The discounted cash flow method overcomes the central weakness of the payback and ARR methods by focusing on cash flows and adjusting them to reflect the time value of money. To evaluate investment alternatives effectively, the cash outflows and inflows relevant to each proposal must be determined. As cash is used to pay bills and shareholder dividends, it is important to focus on cash flow and ensure that depreciation and other non-cash expenses associated with each proposal are added back to the accounting profit figures in order to arrive at the operating cash inflows.
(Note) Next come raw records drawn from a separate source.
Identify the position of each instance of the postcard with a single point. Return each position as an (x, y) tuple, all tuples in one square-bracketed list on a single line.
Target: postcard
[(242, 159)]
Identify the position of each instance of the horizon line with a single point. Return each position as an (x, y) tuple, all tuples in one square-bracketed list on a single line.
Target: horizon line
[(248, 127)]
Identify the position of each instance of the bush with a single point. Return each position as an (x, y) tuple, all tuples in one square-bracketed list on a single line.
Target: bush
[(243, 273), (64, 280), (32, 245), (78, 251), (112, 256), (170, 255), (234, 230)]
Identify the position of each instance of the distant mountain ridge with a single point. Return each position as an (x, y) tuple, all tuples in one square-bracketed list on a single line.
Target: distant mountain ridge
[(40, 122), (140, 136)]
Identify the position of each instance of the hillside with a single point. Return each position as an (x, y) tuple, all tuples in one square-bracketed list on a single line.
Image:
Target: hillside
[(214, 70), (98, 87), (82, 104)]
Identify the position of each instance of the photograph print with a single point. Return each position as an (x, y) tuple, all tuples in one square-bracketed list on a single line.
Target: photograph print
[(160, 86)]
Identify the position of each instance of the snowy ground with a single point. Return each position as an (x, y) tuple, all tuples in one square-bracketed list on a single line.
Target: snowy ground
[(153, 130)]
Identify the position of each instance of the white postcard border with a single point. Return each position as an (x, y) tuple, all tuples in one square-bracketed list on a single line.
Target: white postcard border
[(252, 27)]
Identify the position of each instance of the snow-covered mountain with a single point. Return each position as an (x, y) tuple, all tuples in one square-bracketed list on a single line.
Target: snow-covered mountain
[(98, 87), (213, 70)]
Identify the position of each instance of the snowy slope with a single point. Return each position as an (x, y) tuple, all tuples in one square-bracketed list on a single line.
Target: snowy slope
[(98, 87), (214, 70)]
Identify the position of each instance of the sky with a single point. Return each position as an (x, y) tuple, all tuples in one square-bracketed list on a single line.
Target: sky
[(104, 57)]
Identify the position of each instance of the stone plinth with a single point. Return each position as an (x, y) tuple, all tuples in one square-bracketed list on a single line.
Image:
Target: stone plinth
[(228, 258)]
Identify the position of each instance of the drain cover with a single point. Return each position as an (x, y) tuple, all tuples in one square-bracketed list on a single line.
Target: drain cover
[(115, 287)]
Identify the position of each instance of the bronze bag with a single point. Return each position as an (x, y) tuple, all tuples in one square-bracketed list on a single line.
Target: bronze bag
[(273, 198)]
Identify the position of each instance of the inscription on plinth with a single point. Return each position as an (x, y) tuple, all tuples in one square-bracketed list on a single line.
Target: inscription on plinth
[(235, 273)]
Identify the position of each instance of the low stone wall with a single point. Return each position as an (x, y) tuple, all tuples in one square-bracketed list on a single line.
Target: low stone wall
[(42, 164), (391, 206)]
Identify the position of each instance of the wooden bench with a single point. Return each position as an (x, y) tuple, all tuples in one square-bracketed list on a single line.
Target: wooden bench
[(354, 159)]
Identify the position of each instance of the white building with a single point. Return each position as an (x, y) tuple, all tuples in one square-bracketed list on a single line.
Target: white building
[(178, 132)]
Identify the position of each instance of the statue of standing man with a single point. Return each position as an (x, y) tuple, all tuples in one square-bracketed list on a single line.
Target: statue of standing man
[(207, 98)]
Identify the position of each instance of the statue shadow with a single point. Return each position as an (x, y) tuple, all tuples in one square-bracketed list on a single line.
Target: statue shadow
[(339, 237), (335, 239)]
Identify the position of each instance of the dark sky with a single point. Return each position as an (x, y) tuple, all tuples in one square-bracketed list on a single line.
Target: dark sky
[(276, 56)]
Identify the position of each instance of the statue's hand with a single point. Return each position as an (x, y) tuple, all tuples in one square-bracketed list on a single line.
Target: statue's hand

The expected benefits from the project are measured using the incremental operating after-tax cash inflows. This method is concerned with how the firm’s total cash flows will change as a result of the investment decision. To do this, a comparison is made between: the firm’s current or existing total cash flows without the project; and the firm’s estimated future total cash flows, including the proposed project. The difference between (1) and (2) are the relevant incremental cash flows—the cash flows under (2) should be greater than (1). If they are not, then there is no point in proceeding. Changes in a company’s cash flows will alter a company’s tax liabilities.
For example, increased profits earned as a result of undertaking a capital project will increase the company’s liability to corporation tax. The tax on the profits is in itself a cash outflow as it must be paid to the Inland Revenue—it cannot be retained to add to the wealth of the shareholders. Therefore, it is only the incremental, after-tax cash flows associated with the decision at hand which should be considered.
Generally, there is a one-year time lag between earning the profits and payment of the tax, and any relevant tax losses in one year will normally be shown as a cash receipt in the next year. The information required to develop a discounted cash flow model are the estimated initial cash expenditure or outlay on the project; the estimated operating cash expenditure for each year of the project’s life; the estimated operating cash receipts each year; annual operating cash flow; the estimated termination cash flows if any, at the end of the project’s life; the estimated economic life of the project; and the rate of return required on the investment.